No need to create a separate thread for each file. Create two thread pools.
Pool #1 (computing): the number of threads is equal to the number of CPU cores. Blocks of data are poured into the input queue, for which the pool threads calculate hashes.
Pool number 2 (synchronous reading from disk): the number of threads is equal to the number of cores multiplied by some constant (in the sources of various libraries, I saw values from 2 to 10). The names of files are poured into the input queue, which the threads of the pool open, read and send the read blocks to the input queue of pool No. 1.
Note: memory consumption is regulated by limiting the maximum length of the input queue of pool #1. In practice, it turns out that pool #1 limits the load on pool #2, which is normally underloaded.

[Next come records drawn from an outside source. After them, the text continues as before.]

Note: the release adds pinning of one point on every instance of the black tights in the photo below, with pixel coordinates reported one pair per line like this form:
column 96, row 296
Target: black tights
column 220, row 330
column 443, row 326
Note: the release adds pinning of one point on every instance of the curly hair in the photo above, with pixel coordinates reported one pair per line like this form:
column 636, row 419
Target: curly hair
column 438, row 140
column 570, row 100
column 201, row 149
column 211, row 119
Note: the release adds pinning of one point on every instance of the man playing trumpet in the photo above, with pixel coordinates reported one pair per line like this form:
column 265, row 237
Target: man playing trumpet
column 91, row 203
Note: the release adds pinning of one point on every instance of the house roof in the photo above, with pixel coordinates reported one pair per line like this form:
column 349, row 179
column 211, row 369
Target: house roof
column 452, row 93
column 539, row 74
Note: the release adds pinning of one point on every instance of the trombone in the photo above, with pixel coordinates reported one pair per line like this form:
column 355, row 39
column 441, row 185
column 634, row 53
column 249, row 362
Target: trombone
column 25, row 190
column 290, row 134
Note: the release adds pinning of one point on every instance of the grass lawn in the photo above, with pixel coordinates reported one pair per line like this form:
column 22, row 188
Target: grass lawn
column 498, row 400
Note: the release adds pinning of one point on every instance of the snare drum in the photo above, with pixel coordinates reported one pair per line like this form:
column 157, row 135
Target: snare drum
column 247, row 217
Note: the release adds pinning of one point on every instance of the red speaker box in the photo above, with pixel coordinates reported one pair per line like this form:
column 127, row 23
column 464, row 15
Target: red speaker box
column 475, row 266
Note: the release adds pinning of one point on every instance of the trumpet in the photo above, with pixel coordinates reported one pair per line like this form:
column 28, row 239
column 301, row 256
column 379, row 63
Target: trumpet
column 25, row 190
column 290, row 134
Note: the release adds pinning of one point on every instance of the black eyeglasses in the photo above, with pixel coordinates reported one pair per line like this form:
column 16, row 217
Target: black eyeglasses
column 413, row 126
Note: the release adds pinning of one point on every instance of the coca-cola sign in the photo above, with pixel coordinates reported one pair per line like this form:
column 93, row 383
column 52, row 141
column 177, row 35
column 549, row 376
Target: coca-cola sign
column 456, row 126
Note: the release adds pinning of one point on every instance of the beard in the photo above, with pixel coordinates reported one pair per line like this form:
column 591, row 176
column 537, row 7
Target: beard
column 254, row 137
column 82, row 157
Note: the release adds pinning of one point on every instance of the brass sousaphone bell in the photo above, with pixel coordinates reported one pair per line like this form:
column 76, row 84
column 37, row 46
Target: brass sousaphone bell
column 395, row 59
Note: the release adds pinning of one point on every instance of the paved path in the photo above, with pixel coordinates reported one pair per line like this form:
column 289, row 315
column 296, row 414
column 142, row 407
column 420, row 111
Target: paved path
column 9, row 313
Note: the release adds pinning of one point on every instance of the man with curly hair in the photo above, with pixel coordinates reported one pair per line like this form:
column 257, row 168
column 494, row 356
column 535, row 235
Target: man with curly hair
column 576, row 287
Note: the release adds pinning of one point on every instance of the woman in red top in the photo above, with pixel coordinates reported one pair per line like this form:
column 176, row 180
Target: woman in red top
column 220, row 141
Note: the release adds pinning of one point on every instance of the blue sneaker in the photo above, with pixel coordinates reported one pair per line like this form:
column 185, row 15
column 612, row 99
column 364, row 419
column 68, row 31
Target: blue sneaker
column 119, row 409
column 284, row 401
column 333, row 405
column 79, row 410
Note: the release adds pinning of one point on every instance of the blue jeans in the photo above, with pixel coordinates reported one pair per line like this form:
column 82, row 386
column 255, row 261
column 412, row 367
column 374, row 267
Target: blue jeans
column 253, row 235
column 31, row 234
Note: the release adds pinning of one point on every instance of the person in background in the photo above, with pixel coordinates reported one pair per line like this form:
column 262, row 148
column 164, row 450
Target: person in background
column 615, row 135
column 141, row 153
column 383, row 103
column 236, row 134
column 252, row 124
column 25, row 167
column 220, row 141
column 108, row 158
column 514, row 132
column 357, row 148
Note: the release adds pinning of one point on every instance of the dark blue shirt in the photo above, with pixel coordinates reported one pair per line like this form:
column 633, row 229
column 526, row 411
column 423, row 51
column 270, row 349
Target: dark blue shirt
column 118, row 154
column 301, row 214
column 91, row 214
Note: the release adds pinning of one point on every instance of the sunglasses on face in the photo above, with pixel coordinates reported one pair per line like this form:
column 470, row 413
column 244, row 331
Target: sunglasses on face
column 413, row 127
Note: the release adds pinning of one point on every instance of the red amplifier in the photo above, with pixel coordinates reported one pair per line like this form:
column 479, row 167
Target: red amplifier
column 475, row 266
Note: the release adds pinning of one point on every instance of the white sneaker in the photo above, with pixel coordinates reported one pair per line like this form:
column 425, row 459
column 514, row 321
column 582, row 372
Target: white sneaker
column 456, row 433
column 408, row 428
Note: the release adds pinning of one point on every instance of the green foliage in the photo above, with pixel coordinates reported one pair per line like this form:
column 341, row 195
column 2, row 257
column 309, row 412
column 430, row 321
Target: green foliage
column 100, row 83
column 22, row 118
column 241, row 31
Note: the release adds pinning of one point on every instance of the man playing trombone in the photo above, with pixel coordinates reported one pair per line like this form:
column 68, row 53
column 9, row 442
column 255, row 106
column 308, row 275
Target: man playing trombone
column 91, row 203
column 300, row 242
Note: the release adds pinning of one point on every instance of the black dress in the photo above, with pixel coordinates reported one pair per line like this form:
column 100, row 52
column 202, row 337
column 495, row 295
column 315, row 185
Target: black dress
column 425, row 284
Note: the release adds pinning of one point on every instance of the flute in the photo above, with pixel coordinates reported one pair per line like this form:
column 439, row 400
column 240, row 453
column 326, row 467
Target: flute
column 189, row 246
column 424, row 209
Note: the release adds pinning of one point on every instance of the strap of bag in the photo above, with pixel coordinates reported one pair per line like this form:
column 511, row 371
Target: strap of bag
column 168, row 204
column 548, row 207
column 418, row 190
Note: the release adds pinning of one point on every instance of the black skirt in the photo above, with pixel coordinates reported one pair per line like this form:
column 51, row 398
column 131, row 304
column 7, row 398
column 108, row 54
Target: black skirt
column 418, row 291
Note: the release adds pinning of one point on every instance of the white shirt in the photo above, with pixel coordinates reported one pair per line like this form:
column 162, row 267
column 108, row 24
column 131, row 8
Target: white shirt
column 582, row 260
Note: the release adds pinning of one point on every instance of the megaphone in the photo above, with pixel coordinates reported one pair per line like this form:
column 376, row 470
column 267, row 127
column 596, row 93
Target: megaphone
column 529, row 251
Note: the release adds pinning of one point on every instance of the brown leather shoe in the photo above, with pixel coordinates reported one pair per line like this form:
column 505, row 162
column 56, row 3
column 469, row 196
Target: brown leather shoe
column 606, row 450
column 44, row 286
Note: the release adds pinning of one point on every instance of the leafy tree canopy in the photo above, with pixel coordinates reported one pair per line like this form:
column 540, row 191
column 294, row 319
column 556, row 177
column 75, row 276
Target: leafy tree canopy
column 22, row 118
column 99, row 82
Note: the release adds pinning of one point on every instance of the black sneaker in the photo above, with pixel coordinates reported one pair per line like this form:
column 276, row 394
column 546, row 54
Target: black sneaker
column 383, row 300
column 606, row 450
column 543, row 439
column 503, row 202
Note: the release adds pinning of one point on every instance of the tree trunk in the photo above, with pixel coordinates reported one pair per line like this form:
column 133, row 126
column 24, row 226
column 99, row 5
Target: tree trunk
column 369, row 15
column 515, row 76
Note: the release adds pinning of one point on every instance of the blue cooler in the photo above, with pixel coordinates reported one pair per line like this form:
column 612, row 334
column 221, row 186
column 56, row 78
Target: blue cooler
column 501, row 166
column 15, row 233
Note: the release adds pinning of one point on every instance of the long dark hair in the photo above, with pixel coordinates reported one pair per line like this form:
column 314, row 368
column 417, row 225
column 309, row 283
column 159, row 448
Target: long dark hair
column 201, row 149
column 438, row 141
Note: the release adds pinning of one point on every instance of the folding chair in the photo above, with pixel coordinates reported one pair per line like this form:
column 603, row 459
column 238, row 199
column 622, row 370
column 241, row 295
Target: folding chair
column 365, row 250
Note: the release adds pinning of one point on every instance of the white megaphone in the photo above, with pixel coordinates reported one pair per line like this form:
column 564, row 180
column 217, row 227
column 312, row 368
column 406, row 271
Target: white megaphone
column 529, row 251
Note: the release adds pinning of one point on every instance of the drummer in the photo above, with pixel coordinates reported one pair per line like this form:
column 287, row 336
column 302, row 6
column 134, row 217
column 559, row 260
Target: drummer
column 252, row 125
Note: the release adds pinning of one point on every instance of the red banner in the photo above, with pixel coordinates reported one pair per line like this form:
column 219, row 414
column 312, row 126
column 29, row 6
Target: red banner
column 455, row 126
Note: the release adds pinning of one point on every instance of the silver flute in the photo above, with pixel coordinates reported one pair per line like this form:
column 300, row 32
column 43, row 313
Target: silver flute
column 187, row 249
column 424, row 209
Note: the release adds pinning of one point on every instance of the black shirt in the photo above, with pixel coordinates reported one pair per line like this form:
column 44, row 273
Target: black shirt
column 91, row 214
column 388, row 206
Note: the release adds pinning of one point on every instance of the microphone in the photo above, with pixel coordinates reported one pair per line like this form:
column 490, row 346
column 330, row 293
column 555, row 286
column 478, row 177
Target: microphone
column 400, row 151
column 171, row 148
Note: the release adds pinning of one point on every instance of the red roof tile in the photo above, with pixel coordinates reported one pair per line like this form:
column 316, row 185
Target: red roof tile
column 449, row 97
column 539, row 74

A separate thread that traverses the directory tree and sends the found file names to the input queue of pool #2. The length of this queue can also be limited, but not so hard (I would set the size to several hundred).
PS: All queues with a length limit must, of course, be with locks (not lock-free), since through them the load is regulated (otherwise all threads will be loaded at 100%).
The size of the data blocks coming to the input of pool No. 1 should not be made too small (I would set 64 kilobytes, for example).